Tuesday, September 18, 2018

More building the Litchfield & Madison Gondola

This post gets into the meat that I teased on my last post about these cars. It has proven to be an immensely gratifying project. First, I want to highlight a few things I will recommend that others not do or things that I hinted I might do that, in the end, I did not.

I do not recommend modifying the coupler box on the model. It would not be a great deal of work to leave it intact and work around it when adding the ends. It also would not be a great deal of work to remove it entirely before doing any serious modification to the body, in the instance where you wish to add your own different style of coupler box. The "halfway" method, as employed by yours truly, meant that I had to add strip styrene to "complete" the box in the place where I had removed it earlier. See the presentation for more detail.

I also wish to strongly hint that one need not go to the extremes that I did. A fine model with significant detail may be created with less effort.

During the clinic, I intimated that I would do both 0.005" styrene as well as brass to provide two different avenues for the braces in the end panels on the sides. In practice, the 0.005" styrene versions proved far easier to make. I abandoned the brass versions midstream. I suspect that Mylar would be a good compromise.

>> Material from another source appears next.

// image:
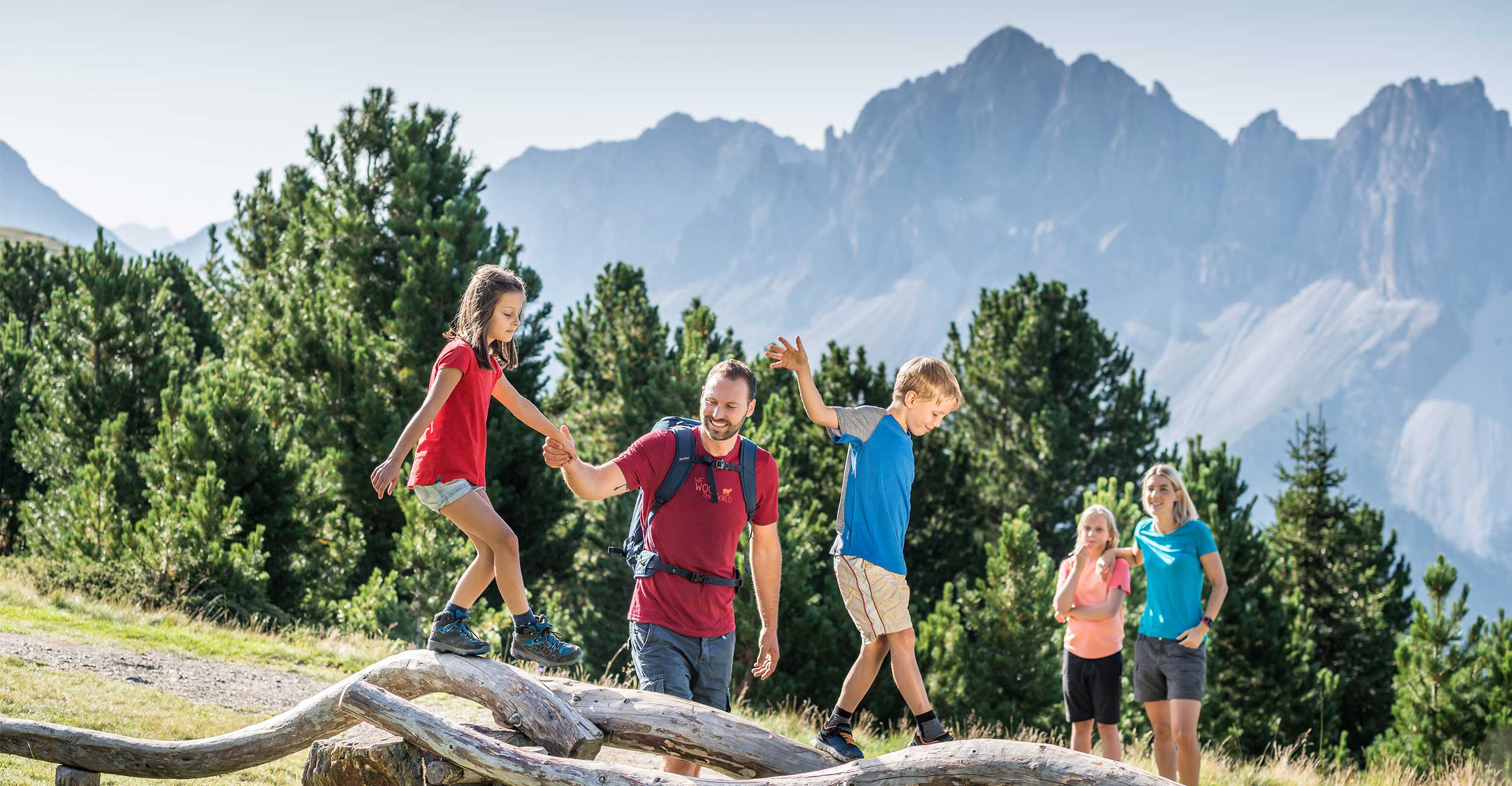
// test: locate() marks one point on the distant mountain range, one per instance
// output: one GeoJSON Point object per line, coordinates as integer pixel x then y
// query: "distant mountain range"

Most of what follows will be photos with some accompanying text and/or commentary. If you have questions, comments or suggestions, please feel free to post them in the comments section at the bottom of the page.
I posted this image because it serves as a basic view of the underbody components, but is also before paint was applied, allowing the viewer to more easily identify the various materials. These various items are covered in greater detail later in this post. Note that I left the operating rods for the drop doors in place... they're not visible from the side and removing them would have been more effort than worthwhile.
This is the basic view of the side. Note that I used styrene for the side boards. I recommend using the resin side boards as they are quite nice (courtesy of Bill Welch) and the styrene added no appreciable improvement.
I believe this view of the end provides a good view of the various materials used. I will note here that the discs and rivets used on the brass stiles and for the towing loops rely upon the RP Toolz punch and die (see post about this useful tool here).
Brakes can be confusing to model. I hope that this image is worth a 1,000 words. I do not know if this arrangement is 100% correct for this prototype. My assumption is that the arrangement would have been the same for tight bottom cars like this as well as for the drop bottom versions that the L&M retained, as the shops would have liked such consistency (I assume). This arrangement would not foul the drop doors on cars with drop doors so it is what I chose to model.
For the reservoir mounting arrangement, I replicated something I recently saw on a vintage prototype gondola. I have no idea if it is correct for this car, but I wanted to try it. 
Similarly, I am unsure if the dead lever was arranged as shown here, but I wanted to try this arrangement in model form. You are welcome to try something different. I used 0.0015" brass in several places on the model. I have a large sheet. I simply cut what I need and then make the necessary bends to meet the application. It is so thin that it can be easily cut in one pass with an Xacto knife. Erroneous bends can be flattened easily and the material simply re-bent. I glue it with Walthers Goo thinned 50% with MEK followed by sparing application of ACC to strengthen the joints.
The towing loops are rather self-explanantory. The corner braces proved to be simpler than I had envisioned. I created strips from 0.005" styrene that are 6 scale inches wide. I glued them to the car sides. I then created strips from 0.005" that are 0.030" wide. These were glued on edge against the edges of the strips that I had glued to the sides. I ran some ACC into the joints where the strips were glued to each other. I created the "scallops" for the lower right grab after I had glued the strips in place. The lower right grab shown (as well as the lower ones on the ends) was made by trial and error. All the grabs on the model were created from 0.010" wire. NOTE: the corner braces should extend all the way up to the top steel side member. I ended mine adjacent to the member, as shown.
I opted to use the lever hand brake included in the kit, but used wire for the "staff" portion. I simply drilled a hole through the hand brake and threaded 0.015" wire through the part.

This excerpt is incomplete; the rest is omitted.